# CSCI E-109a Final Project

## Team Members: Melissa Curran, Alexander Dubitskiy, Deepika Sinha, Liangliang Zhang

----------

### Introduction

The global economy is a very complex system. The stock market is an integral part of the global economy due to its high returns. The stock market is highly correlated to an extent that any fluctuation in this market influences individual and corporate finances that drives the economic health of a country. Stock price forecasting is a popular and important topic in financial and Academic studies; it is marked more by its failure than by its successes since stock prices reflect the judgments and expectations of investors, based on the information available. There is so much uncertainty in the market predictability so that no one can predict where the market will be at the end of the week. Under favorable conditions, the price moves upward so quickly that the investor has little or no time to act upon it. The multiple model building in the prediction of stock prices efforts has shown that the market fluctuations are essentially unpredictable. Time series analysis is the most common and fundamental method used to perform this task. The daily behavior of the market prices reveals that the future stock prices cannot be predicted based on past movements. In this study, we analyzed the behavior of Microsoft stock market prices. We are developing a method of detecting anomalies in non-labeled time series data with adjustable confidence and sensitivity. We will be applying this to the adjusted closing price of Microsoft stock. Overall, the stock price of Microsoft is found to follow the martingale.

If the time series of a stock price follows a martingale, then its return is purely non-predictable and investors are unable to make abnormal returns consistently over time.

----------

### What is an Anomaly?

- Discussion of anomalies vs. outliers
- Why it is interesting to detect anomalies (soemthing we do not know)
- Attempt to detect outliers in MSFT, problems with this approach
- Why we need multidimensional data

#### Review of Methods of Anomaly Detection in Time Series Data

Existing anomaly detection methods for stock market data can be classified based on how they transform the data prior to anomaly detection and their process of identifying anomalies. (Summary below adapted from Golmohammadi 2015)

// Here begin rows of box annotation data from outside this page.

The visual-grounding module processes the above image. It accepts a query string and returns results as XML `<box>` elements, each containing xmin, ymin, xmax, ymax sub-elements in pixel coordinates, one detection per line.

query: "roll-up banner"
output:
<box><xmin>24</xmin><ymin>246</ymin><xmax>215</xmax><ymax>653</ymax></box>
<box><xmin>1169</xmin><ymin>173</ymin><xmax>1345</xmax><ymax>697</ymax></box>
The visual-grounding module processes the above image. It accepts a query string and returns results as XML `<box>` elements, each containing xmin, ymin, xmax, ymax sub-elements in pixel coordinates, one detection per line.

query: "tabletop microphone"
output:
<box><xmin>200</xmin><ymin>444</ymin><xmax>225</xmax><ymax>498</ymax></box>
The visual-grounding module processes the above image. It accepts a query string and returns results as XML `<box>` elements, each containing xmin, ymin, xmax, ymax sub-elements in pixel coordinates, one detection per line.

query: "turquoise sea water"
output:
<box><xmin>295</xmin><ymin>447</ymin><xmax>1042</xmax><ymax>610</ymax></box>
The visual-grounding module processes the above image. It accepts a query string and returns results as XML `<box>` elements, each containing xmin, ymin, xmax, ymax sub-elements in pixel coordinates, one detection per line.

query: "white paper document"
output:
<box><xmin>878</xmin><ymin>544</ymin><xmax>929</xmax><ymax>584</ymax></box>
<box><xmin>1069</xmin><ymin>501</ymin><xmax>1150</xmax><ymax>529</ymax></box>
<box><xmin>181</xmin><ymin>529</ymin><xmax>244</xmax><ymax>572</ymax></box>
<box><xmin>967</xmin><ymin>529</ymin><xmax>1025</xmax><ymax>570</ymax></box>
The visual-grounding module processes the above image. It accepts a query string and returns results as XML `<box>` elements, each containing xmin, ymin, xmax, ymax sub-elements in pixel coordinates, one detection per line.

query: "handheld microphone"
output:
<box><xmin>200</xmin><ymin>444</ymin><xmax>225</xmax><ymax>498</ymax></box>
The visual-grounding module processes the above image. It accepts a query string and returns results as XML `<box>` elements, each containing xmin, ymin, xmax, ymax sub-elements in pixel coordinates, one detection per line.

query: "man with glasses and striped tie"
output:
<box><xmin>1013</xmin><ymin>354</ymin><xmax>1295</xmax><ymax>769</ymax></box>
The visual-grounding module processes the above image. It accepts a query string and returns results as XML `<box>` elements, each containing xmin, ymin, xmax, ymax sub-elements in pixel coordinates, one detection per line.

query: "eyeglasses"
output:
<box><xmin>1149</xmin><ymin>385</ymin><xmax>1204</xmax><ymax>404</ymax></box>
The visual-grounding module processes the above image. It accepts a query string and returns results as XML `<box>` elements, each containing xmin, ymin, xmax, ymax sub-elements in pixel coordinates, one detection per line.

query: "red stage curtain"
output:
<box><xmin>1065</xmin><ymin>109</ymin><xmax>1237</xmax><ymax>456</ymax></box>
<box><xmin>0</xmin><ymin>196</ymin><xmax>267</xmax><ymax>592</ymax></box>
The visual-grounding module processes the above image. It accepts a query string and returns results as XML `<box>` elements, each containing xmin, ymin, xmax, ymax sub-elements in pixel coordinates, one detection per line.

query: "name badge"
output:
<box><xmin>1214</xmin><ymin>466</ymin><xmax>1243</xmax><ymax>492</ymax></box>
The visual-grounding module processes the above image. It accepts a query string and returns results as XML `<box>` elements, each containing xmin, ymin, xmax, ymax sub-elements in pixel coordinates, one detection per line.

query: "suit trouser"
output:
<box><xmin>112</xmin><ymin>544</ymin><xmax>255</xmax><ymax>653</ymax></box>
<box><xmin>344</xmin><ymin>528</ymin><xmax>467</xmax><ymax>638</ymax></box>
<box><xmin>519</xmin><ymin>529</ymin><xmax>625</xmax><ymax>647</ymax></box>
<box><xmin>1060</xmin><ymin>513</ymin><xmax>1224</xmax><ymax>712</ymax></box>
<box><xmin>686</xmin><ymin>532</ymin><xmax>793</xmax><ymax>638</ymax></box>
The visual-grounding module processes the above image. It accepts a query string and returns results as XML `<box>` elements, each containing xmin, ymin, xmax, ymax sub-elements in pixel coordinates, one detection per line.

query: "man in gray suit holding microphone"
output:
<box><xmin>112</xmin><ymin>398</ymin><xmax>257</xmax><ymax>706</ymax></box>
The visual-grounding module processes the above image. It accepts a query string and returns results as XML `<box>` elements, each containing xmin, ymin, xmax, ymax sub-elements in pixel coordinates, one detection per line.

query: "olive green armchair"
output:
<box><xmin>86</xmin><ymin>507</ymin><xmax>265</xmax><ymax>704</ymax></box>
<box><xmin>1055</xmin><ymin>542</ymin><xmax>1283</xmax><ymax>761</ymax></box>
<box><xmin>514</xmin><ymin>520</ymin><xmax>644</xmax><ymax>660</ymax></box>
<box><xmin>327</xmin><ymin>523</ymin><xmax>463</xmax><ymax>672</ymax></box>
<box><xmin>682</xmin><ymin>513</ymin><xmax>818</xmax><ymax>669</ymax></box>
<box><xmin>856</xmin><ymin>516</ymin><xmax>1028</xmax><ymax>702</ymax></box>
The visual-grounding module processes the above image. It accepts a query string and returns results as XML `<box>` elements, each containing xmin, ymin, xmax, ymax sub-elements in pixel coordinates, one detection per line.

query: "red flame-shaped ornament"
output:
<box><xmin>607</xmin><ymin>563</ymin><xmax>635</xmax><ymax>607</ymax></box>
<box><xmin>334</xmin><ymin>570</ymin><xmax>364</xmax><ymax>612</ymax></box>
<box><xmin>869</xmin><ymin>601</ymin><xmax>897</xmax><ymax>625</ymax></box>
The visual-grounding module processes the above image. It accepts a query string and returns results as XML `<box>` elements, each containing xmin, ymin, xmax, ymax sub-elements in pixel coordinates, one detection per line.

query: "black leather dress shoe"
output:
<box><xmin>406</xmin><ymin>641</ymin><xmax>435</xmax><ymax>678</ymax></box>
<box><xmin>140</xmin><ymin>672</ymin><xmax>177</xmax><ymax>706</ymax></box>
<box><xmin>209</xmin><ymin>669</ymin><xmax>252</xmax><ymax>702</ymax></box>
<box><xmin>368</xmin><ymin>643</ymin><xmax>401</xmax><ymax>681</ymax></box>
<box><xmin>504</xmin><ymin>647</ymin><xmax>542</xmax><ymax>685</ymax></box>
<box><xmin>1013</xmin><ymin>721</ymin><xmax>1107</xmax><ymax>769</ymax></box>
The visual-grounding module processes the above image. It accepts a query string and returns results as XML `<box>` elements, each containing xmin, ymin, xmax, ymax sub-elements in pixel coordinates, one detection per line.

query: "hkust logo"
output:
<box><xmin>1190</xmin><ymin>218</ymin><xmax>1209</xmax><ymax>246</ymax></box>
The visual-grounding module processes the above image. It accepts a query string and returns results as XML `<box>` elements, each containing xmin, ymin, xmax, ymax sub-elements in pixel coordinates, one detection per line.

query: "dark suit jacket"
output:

**Transformations:** Before anomaly detection begins, data must be transformed in order to handle high dimensionality, scaling, and noise and to achieve computational efficiency. This can be done in three ways: aggregation, discretization, and signal processing.

- **_Aggregation_** involves dimensionality reduction by aggregating consecutive values, typically by representing them by their average.

- **_Discretization_** involves converting the time series into a discrete sequence of finite alphabets, which allows you to use existing symbolic sequence anomaly detection algorithms and also to improve computational efficiency.

- **_Signal processing_** involves mapping the data to a different space in order to make it easier to detect outliers and to reduce dimensionality.

**Processes of Identifying Anomalies:** The current processes of identifying anomalies can be categorized into five groups: window based, proximity based, prediction based, hidden markov model (HMM) based, and segmentation based.

- **_Window Based:_** The time series is divided into evenly sized windows of subsequences and the distance from that sliding window to the windows in the training database determines the anomaly score. Selection of the optimal window size must be done carefully and take into account the length of the anomalous subsequence. This method can be computationally expensive (O((nl)2)), where n is the number of samples in the training and testing datasets and l is the average length of the time series.

- **_Proximity Based:_** This method uses pairwise proximity between the testing and training time series using an appropriate distance/similarity kernel. The similarity measure is then used to measure the distance of every two given sequences. A k-NN or clustering method is used to calculate the anomaly score. A major disadvantage is that this method can identify an anomalous time series, but it cannot pinpoint the exact location of the anomaly. It is also highly sensitive to the similarity measure used.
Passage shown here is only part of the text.